In primo luogo, gli ex dipendenti possono diventare potenti ambasciatori. Quando conservano una buona immagine del periodo trascorso in azienda, è naturale che la raccomandino, ne parlino positivamente e ne apprezzino le pratiche o le opportunità manageriali. Questo passaparola qualitativo è spesso più efficace della comunicazione istituzionale.

Poi, integrandole in azioni concrete – testimonianze sui social network, partecipazione a forum sulle risorse umane, feedback da esperienze interne o scolastiche – l’azienda dimostra di mantenere un rapporto maturo e rispettoso con chi l’ha lasciata. Questo rafforza la fiducia dei potenziali candidati, in particolare dei più giovani che sono alla ricerca di trasparenza.

Gli ex dipendenti possono anche svolgere un ruolo di cooptazione, mentoring o addirittura di reclutamento boomerang (ritorno in azienda dopo una carriera fuori). Diventano quindi vettori di stabilità, continuità culturale e diffusione di valori.

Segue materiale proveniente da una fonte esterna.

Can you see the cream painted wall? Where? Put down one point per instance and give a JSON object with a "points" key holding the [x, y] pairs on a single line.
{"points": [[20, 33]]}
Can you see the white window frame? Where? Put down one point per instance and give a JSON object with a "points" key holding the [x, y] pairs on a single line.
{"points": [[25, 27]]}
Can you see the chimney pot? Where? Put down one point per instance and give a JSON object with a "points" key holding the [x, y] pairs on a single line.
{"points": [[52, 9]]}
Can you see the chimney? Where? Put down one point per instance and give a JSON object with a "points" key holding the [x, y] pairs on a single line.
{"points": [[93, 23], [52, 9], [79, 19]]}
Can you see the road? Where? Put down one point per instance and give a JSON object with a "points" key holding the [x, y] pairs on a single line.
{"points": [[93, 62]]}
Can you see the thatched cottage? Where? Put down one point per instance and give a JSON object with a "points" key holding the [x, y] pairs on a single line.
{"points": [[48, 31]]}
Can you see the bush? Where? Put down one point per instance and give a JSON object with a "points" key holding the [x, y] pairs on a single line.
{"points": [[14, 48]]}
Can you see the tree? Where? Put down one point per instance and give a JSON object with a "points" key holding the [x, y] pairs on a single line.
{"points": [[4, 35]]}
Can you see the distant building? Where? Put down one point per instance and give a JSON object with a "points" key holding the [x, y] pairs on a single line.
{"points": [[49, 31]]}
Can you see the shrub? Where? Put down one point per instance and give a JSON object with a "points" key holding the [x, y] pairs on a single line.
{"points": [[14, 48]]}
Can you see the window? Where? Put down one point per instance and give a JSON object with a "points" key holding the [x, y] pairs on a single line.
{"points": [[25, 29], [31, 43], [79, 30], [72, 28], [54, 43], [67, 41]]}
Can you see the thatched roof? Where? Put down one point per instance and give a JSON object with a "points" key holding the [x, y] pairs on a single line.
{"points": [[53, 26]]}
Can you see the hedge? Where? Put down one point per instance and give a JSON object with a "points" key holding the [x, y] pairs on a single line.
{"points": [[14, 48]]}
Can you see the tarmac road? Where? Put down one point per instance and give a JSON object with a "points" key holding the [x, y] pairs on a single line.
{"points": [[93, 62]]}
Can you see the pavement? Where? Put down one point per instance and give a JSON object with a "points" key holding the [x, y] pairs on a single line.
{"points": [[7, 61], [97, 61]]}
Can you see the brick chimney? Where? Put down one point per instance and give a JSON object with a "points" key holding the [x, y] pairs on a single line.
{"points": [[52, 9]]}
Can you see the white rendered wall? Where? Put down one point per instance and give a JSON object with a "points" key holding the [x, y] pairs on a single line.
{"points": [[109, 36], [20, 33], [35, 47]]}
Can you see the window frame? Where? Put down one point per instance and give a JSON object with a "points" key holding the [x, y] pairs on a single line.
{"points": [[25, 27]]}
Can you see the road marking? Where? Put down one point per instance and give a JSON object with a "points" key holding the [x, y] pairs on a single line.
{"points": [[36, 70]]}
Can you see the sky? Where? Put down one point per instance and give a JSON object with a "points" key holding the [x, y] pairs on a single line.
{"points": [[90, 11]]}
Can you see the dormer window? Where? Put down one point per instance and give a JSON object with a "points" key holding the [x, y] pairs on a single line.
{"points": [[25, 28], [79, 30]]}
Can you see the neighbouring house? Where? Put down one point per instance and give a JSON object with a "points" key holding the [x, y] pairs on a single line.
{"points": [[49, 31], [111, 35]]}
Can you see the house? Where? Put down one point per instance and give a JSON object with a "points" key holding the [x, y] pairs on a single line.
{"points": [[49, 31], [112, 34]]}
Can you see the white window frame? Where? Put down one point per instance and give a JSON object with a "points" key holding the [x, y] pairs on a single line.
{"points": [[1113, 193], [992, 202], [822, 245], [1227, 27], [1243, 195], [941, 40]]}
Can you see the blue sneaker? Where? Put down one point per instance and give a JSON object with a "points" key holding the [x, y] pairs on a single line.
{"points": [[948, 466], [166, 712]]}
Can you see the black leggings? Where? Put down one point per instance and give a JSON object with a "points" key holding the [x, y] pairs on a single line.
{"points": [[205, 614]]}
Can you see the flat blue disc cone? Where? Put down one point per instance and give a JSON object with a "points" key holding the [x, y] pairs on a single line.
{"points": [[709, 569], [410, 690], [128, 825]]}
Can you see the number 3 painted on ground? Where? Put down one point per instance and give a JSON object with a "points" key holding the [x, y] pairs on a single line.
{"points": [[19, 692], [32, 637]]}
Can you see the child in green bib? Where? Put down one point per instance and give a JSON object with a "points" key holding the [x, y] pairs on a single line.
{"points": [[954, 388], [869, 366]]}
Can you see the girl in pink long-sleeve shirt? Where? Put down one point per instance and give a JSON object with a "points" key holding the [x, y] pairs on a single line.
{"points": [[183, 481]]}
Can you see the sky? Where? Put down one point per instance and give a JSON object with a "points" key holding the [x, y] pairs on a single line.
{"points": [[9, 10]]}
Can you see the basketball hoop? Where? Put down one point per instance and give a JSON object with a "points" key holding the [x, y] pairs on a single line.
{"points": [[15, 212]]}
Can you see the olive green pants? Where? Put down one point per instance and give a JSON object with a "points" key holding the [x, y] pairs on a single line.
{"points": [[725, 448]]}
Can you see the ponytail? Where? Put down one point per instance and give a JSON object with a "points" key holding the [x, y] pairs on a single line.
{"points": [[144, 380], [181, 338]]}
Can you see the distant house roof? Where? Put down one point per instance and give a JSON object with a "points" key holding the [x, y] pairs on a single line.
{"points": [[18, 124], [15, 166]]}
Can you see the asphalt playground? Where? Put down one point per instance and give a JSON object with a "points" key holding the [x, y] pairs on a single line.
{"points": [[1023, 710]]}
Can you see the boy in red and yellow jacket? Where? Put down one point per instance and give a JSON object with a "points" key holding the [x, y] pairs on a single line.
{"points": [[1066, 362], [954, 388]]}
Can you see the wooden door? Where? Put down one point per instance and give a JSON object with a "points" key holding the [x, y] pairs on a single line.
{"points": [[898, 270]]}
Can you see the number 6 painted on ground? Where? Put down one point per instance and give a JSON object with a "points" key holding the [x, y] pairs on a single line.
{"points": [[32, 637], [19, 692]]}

Per sfruttare al meglio questa leva, è consigliabile creare una rete di alumni strutturata, con contenuti dedicati, eventi regolari, una directory e persino una piattaforma di collaborazione. Questo aiuterà a formalizzare il rapporto, ad animare la comunità e a creare un legame duraturo.

In breve, integrare gli ex dipendenti nella tua strategia di employer branding significa sviluppare legami che vanno oltre il contratto, accrescere l’appeal dell’azienda e coltivare una reputazione basata sull’ascolto e sul riconoscimento.